Local mayors, state representatives and the Army Corps of Engineers were in attendance.

Rep. Nancy Mace gave the keynote address. Mace recently wrote an amendment to a bill prohibiting offshore drilling along the South Carolina coast until 2032. This is a continuation of the previous administration’s work Mace supports.

“We had almost every single member of congress on both sides of the aisle vote for that amendment. It was a huge win for South Carolina,” Mace said.

Mace reiterated to the crowd how hard she and others work at the national level to secure funding for flooding projects, stormwater drainage projects, beach renourishment projects and more.

“We have a multi-billion-dollar tourist industry and people come here for clean water, clean air, and clean beaches and we want to keep it that way. It is the backbone of our economy,” she said.

Representatives from the Coastal Science & Engineering gave a presentation about beach nourishment and flood mitigation. It included lessons from Hurricane Ian’s impacts to South Carolina Beaches.

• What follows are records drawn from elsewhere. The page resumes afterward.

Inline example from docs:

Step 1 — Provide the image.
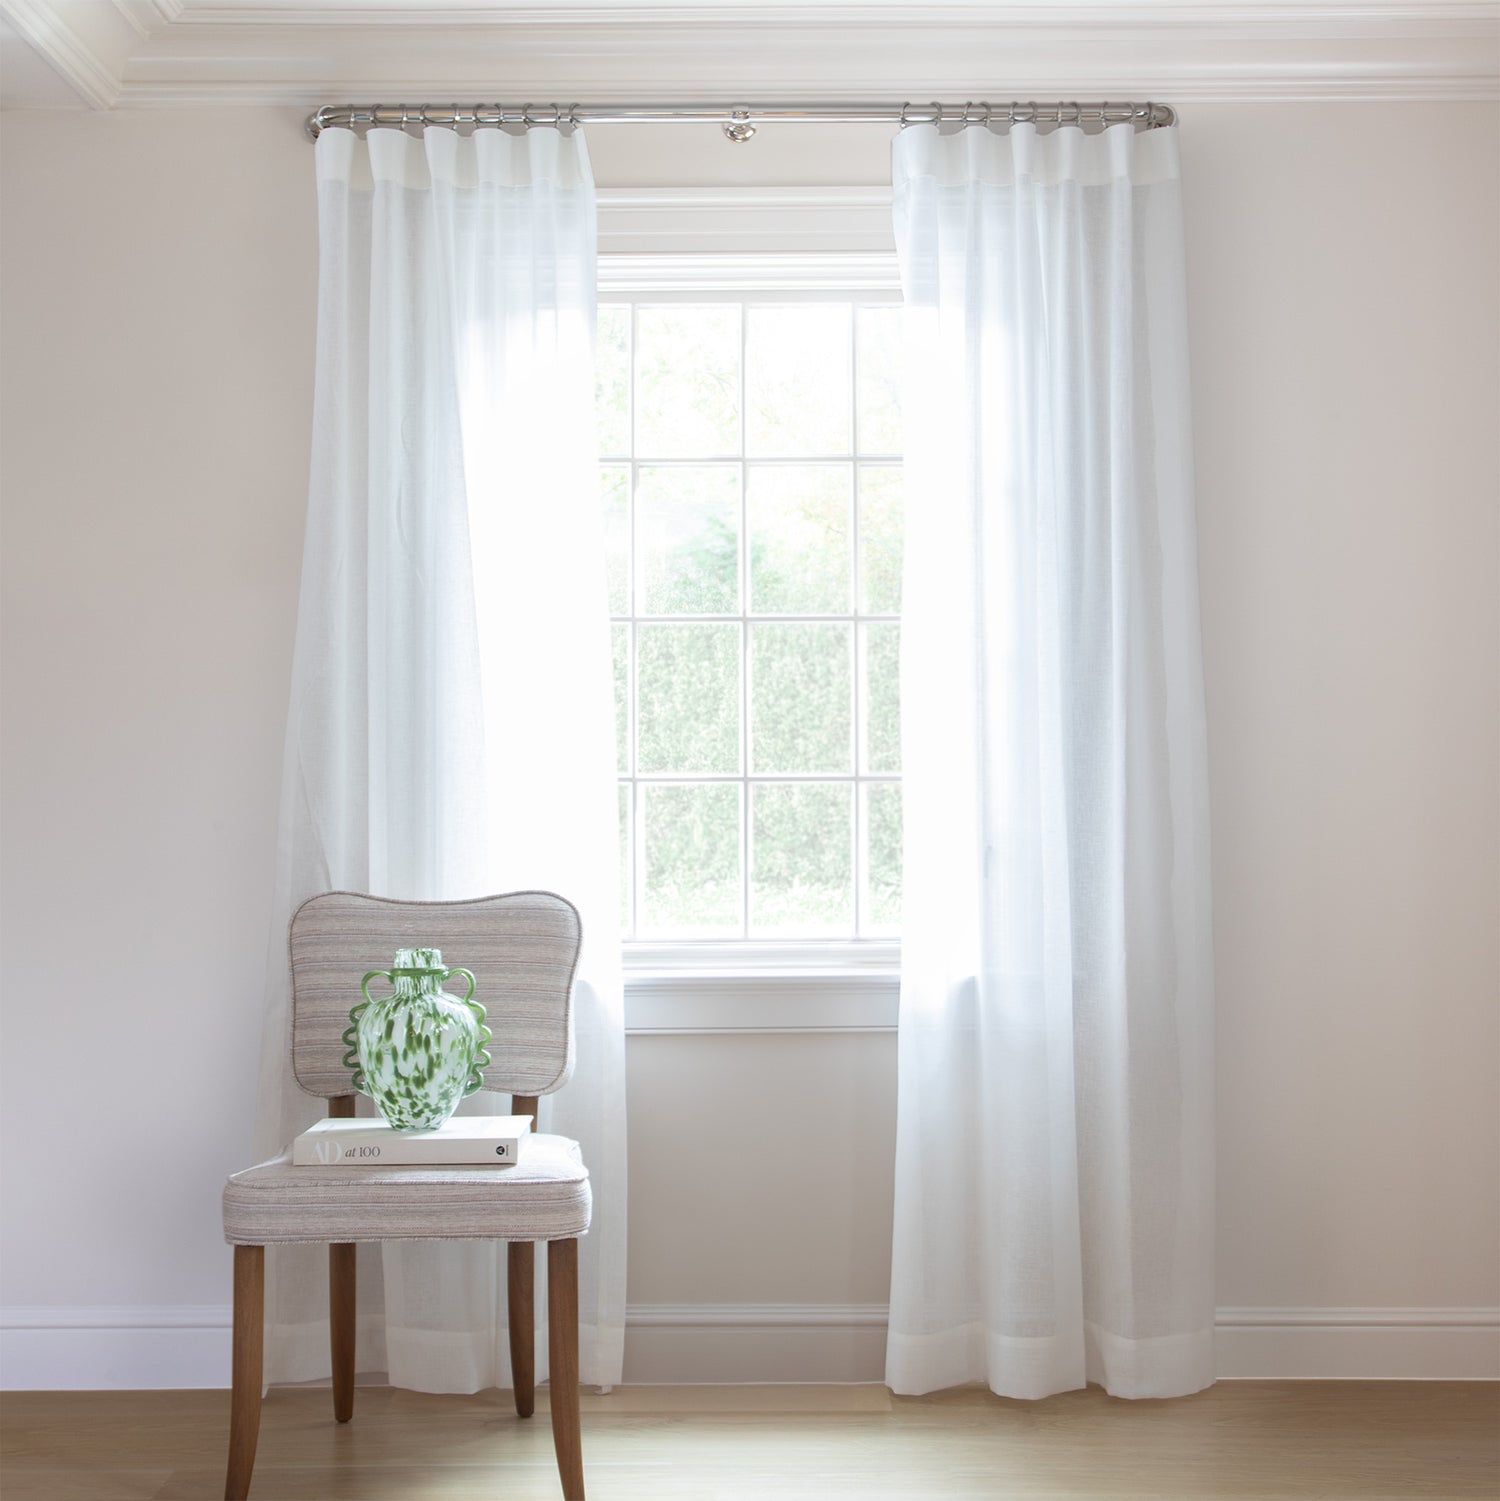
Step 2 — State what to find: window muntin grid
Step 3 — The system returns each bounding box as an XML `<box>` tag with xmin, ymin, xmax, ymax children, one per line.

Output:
<box><xmin>601</xmin><ymin>294</ymin><xmax>902</xmax><ymax>942</ymax></box>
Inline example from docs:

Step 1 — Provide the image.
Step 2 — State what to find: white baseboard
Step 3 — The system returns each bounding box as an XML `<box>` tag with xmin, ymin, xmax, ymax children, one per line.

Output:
<box><xmin>624</xmin><ymin>1303</ymin><xmax>891</xmax><ymax>1384</ymax></box>
<box><xmin>0</xmin><ymin>1305</ymin><xmax>234</xmax><ymax>1390</ymax></box>
<box><xmin>1213</xmin><ymin>1306</ymin><xmax>1500</xmax><ymax>1381</ymax></box>
<box><xmin>3</xmin><ymin>1303</ymin><xmax>1495</xmax><ymax>1390</ymax></box>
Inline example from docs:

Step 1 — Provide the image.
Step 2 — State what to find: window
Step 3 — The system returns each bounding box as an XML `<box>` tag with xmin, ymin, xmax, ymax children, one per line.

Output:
<box><xmin>598</xmin><ymin>294</ymin><xmax>903</xmax><ymax>947</ymax></box>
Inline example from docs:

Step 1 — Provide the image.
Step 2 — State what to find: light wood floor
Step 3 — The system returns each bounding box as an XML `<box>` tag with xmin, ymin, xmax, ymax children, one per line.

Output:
<box><xmin>2</xmin><ymin>1381</ymin><xmax>1496</xmax><ymax>1500</ymax></box>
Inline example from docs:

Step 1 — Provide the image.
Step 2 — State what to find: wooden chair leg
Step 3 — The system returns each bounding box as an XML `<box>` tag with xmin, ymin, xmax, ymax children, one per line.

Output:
<box><xmin>547</xmin><ymin>1237</ymin><xmax>585</xmax><ymax>1500</ymax></box>
<box><xmin>225</xmin><ymin>1244</ymin><xmax>264</xmax><ymax>1501</ymax></box>
<box><xmin>329</xmin><ymin>1243</ymin><xmax>356</xmax><ymax>1423</ymax></box>
<box><xmin>509</xmin><ymin>1241</ymin><xmax>536</xmax><ymax>1418</ymax></box>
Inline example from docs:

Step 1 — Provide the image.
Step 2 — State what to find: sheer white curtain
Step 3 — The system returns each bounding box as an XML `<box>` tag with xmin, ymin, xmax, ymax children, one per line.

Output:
<box><xmin>887</xmin><ymin>121</ymin><xmax>1214</xmax><ymax>1400</ymax></box>
<box><xmin>254</xmin><ymin>122</ymin><xmax>626</xmax><ymax>1392</ymax></box>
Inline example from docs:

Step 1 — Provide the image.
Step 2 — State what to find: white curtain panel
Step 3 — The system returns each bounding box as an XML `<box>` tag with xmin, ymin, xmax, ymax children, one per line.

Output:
<box><xmin>887</xmin><ymin>121</ymin><xmax>1214</xmax><ymax>1400</ymax></box>
<box><xmin>254</xmin><ymin>123</ymin><xmax>626</xmax><ymax>1392</ymax></box>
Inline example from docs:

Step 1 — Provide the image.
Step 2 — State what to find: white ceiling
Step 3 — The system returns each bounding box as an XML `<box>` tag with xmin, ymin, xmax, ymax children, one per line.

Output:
<box><xmin>1</xmin><ymin>1</ymin><xmax>1496</xmax><ymax>112</ymax></box>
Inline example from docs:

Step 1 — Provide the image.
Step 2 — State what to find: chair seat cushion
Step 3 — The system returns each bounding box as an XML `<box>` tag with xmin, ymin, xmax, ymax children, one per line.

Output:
<box><xmin>223</xmin><ymin>1132</ymin><xmax>591</xmax><ymax>1246</ymax></box>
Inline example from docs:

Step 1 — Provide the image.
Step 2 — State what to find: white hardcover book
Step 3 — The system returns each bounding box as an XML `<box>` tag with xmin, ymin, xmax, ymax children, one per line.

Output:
<box><xmin>293</xmin><ymin>1115</ymin><xmax>532</xmax><ymax>1167</ymax></box>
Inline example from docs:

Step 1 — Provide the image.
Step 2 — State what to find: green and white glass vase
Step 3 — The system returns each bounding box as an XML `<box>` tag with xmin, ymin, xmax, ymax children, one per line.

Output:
<box><xmin>342</xmin><ymin>947</ymin><xmax>492</xmax><ymax>1132</ymax></box>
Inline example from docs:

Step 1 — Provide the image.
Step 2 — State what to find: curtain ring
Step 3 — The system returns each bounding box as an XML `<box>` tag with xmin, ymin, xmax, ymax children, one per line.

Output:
<box><xmin>567</xmin><ymin>103</ymin><xmax>581</xmax><ymax>128</ymax></box>
<box><xmin>522</xmin><ymin>103</ymin><xmax>536</xmax><ymax>128</ymax></box>
<box><xmin>981</xmin><ymin>101</ymin><xmax>993</xmax><ymax>128</ymax></box>
<box><xmin>898</xmin><ymin>101</ymin><xmax>913</xmax><ymax>128</ymax></box>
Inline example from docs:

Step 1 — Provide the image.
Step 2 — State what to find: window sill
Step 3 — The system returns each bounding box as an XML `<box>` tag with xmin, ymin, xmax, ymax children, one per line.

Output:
<box><xmin>622</xmin><ymin>941</ymin><xmax>899</xmax><ymax>1034</ymax></box>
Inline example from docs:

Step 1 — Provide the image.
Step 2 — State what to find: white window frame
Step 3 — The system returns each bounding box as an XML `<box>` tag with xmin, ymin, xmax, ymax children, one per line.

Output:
<box><xmin>599</xmin><ymin>190</ymin><xmax>902</xmax><ymax>1030</ymax></box>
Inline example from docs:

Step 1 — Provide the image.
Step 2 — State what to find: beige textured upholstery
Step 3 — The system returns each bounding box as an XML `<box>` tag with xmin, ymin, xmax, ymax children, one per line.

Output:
<box><xmin>223</xmin><ymin>1132</ymin><xmax>590</xmax><ymax>1245</ymax></box>
<box><xmin>288</xmin><ymin>889</ymin><xmax>581</xmax><ymax>1098</ymax></box>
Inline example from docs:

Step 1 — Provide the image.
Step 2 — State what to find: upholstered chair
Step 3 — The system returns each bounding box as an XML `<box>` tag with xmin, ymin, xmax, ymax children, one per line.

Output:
<box><xmin>221</xmin><ymin>890</ymin><xmax>591</xmax><ymax>1500</ymax></box>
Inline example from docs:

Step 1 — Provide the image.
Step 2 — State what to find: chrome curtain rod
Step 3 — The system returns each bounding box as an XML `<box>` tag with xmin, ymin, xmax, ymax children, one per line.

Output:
<box><xmin>304</xmin><ymin>100</ymin><xmax>1175</xmax><ymax>143</ymax></box>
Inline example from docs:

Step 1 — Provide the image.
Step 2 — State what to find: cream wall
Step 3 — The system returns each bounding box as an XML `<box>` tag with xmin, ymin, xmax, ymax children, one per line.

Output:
<box><xmin>1</xmin><ymin>102</ymin><xmax>1495</xmax><ymax>1385</ymax></box>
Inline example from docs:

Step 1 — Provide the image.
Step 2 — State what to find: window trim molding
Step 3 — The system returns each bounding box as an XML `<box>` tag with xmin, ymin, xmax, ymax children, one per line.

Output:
<box><xmin>600</xmin><ymin>251</ymin><xmax>900</xmax><ymax>292</ymax></box>
<box><xmin>624</xmin><ymin>968</ymin><xmax>900</xmax><ymax>1037</ymax></box>
<box><xmin>596</xmin><ymin>186</ymin><xmax>898</xmax><ymax>268</ymax></box>
<box><xmin>600</xmin><ymin>225</ymin><xmax>905</xmax><ymax>1024</ymax></box>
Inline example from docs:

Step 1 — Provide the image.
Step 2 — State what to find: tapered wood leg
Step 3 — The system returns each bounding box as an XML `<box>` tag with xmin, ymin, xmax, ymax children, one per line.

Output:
<box><xmin>547</xmin><ymin>1237</ymin><xmax>585</xmax><ymax>1500</ymax></box>
<box><xmin>225</xmin><ymin>1245</ymin><xmax>264</xmax><ymax>1501</ymax></box>
<box><xmin>329</xmin><ymin>1243</ymin><xmax>356</xmax><ymax>1423</ymax></box>
<box><xmin>508</xmin><ymin>1241</ymin><xmax>536</xmax><ymax>1418</ymax></box>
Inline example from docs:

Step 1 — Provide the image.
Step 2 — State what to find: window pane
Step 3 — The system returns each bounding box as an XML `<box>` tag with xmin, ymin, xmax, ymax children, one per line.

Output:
<box><xmin>750</xmin><ymin>622</ymin><xmax>851</xmax><ymax>774</ymax></box>
<box><xmin>602</xmin><ymin>464</ymin><xmax>629</xmax><ymax>616</ymax></box>
<box><xmin>637</xmin><ymin>465</ymin><xmax>739</xmax><ymax>616</ymax></box>
<box><xmin>863</xmin><ymin>783</ymin><xmax>902</xmax><ymax>932</ymax></box>
<box><xmin>641</xmin><ymin>782</ymin><xmax>741</xmax><ymax>935</ymax></box>
<box><xmin>751</xmin><ymin>782</ymin><xmax>853</xmax><ymax>934</ymax></box>
<box><xmin>605</xmin><ymin>294</ymin><xmax>904</xmax><ymax>943</ymax></box>
<box><xmin>862</xmin><ymin>622</ymin><xmax>900</xmax><ymax>774</ymax></box>
<box><xmin>618</xmin><ymin>781</ymin><xmax>633</xmax><ymax>934</ymax></box>
<box><xmin>635</xmin><ymin>305</ymin><xmax>740</xmax><ymax>457</ymax></box>
<box><xmin>637</xmin><ymin>623</ymin><xmax>740</xmax><ymax>774</ymax></box>
<box><xmin>747</xmin><ymin>464</ymin><xmax>851</xmax><ymax>615</ymax></box>
<box><xmin>858</xmin><ymin>465</ymin><xmax>903</xmax><ymax>615</ymax></box>
<box><xmin>597</xmin><ymin>304</ymin><xmax>631</xmax><ymax>457</ymax></box>
<box><xmin>856</xmin><ymin>304</ymin><xmax>902</xmax><ymax>455</ymax></box>
<box><xmin>746</xmin><ymin>304</ymin><xmax>851</xmax><ymax>457</ymax></box>
<box><xmin>612</xmin><ymin>624</ymin><xmax>630</xmax><ymax>774</ymax></box>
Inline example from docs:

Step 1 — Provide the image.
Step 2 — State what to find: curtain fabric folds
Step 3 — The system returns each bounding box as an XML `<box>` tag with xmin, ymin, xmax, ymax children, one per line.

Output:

The presentation delved into how the nourished beaches with higher dunes and wider berms offered the best protection against hurricane force winds and rain.

Folly Beach Mayor Tim Goodwin moderated a 2023 legislative session update and outlook for state beaches.

Senator George E. “Chip” Campsen III from District 43 talked about Bill 282 he presented.  It moves an unused beach trust fund setup under the rule of South Carolina Parks Recreation and Tourism.  Campsen proposes that 25% of existing admissions tax general services go into the fund, and projects it would generate about $8 million a year.  Admissions taxes are the 5% state tax on tickets for amusement like golf and movies. Campsen also wants to see fees from real estate transfers go into the fund.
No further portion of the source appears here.